Recovering Mark McMorris heads Down Under as push to Olympics begins
Canadian snowboarder is flying to Australia to begin rehab on the slopes
Canadian snowboarder Mark McMorris is flying to Australia Tuesday night to get back on his snowboard and begin his Olympic podium push, five months after suffering a horrific injury in an off-trail crash near Whistler, B.C.
"This injury makes me appreciate life," McMorris said. "The fact that I was given another opportunity, I can wake up every day and realize it can be so, so much worse."
In late March, McMorris, a 2014 Olympic slopestyle bronze medallist and multiple X Games title winner, suffered a fractured jaw, fractured left arm, ruptured spleen, stable pelvic fracture, rib fractures and a collapsed left lung. At the time he posted a photo in the hospital bed, saying "to be honest I was pretty sure I was going to die."
Today he's reflecting on that moment.
"When I look at those photos I kind of cringe," he said. "But now I'm thankful I did get another chance. It was pretty serious there for a while. It definitely creates a good story. One that I didn't want to create but here I am going through it. The fact that I got another chance makes me want to be the best I can be."
Since then, McMorris has been working with Burnaby, B.C.-based injury rehabilitation specialist Damien Moroney, who helped McMorris recover from a broken rib suffered 11 days before the 2014 Sochi Olympics and a broken left femur in February 2016. The Regina, Sask., native says Moroney has been his saving grace through all of his injuries.
"He's built me back from everything. I have a lot of faith in him and know he's not overdoing it or underdoing it."
Back on the board
McMorris will spend most of September in Australia, focusing solely on building strength on his board and getting mentally focused for the upcoming season. He says it's a delicate balance between fulfilling his needs and sponsor obligations.
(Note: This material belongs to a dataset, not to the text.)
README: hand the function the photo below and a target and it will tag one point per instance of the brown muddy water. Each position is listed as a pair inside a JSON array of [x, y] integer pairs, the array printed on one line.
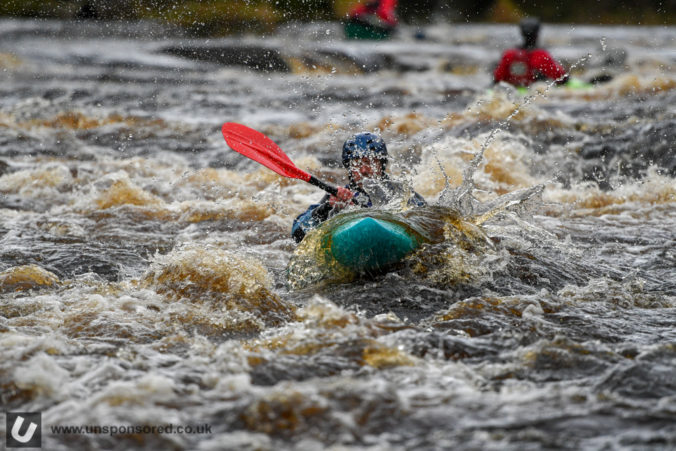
[[147, 275]]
"Over the last four years I've probably snowboarded less than all other snowboarders on Earth because of so many many obligations and I've been hurt," McMorris said.
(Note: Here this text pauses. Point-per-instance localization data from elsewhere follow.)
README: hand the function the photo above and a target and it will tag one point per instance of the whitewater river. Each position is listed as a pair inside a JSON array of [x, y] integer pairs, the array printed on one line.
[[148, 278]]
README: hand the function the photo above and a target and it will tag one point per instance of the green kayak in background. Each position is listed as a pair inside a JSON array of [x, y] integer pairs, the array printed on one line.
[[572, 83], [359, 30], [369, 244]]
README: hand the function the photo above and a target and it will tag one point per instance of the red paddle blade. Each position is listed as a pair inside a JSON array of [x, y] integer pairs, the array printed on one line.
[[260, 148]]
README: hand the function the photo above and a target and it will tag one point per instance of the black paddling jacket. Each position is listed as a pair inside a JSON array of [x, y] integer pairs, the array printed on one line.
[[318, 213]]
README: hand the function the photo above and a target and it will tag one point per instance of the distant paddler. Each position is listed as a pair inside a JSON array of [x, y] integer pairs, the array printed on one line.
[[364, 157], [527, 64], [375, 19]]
"Not a lot of time on the snow and a lot time in the gym and rehabbing."
McMorris says he believes his rehab is 50 per cent physical and 50 per cent mental. And while there have been some dark days over the past number of months, he's excited now about the progress he's made.
"As you physically progress you mentally progress because you start to feel strong again," he said. "When you're laying there and having a hard time doing daily activities that's when it's hard mentally. Now that I'm feeling I can snowboard at my best the mental side isn't looming on me anymore."
After Australia, McMorris will return to North America for a short stint before spending October in Switzerland. He's targeting the first world tour event in mid-December to make his competitive return.
Olympic podium finish a possibility
Despite his injuries, McMorris has been provisionally named to the Canadian team for the 2018 Winter Olympics. He'll compete in South Korea if he's healthy and able to meet an easily attainable minimum-performance requirement in a sanctioned event this season.
If his tone these days is any indication, McMorris believes he can make a push for the top of the podium.
"If I feel anything like I do now I'm very, very confident. I just have to stay healthy," he said.
McMorris said he's going to ease back into snowboarding in the early part of the season but isn't reconsidering the level of risk involved in the sport.
"I don't feel like my risk taking is going to be toned back. I try and snowboard smart. That freak accident is one I hope doesn't happen again. Nobody should go through that."
The focus has shifted from rehab to getting back on the board and McMorris is as focused has he's every been.
"Now I'm completely fired up and know I can snowboard in Australia. I'm just going to be a snowboarder over there."
McMorris and fellow Canadian Max Parrot are considered strong medal contenders for 2018, especially with the big air event now included on the Olympic program alongside slopestyle.
In big air, snowboarders launch themselves off massive jumps in order to complete their tricks, while slopestyle involves competitors going down a course that includes a number of obstacles.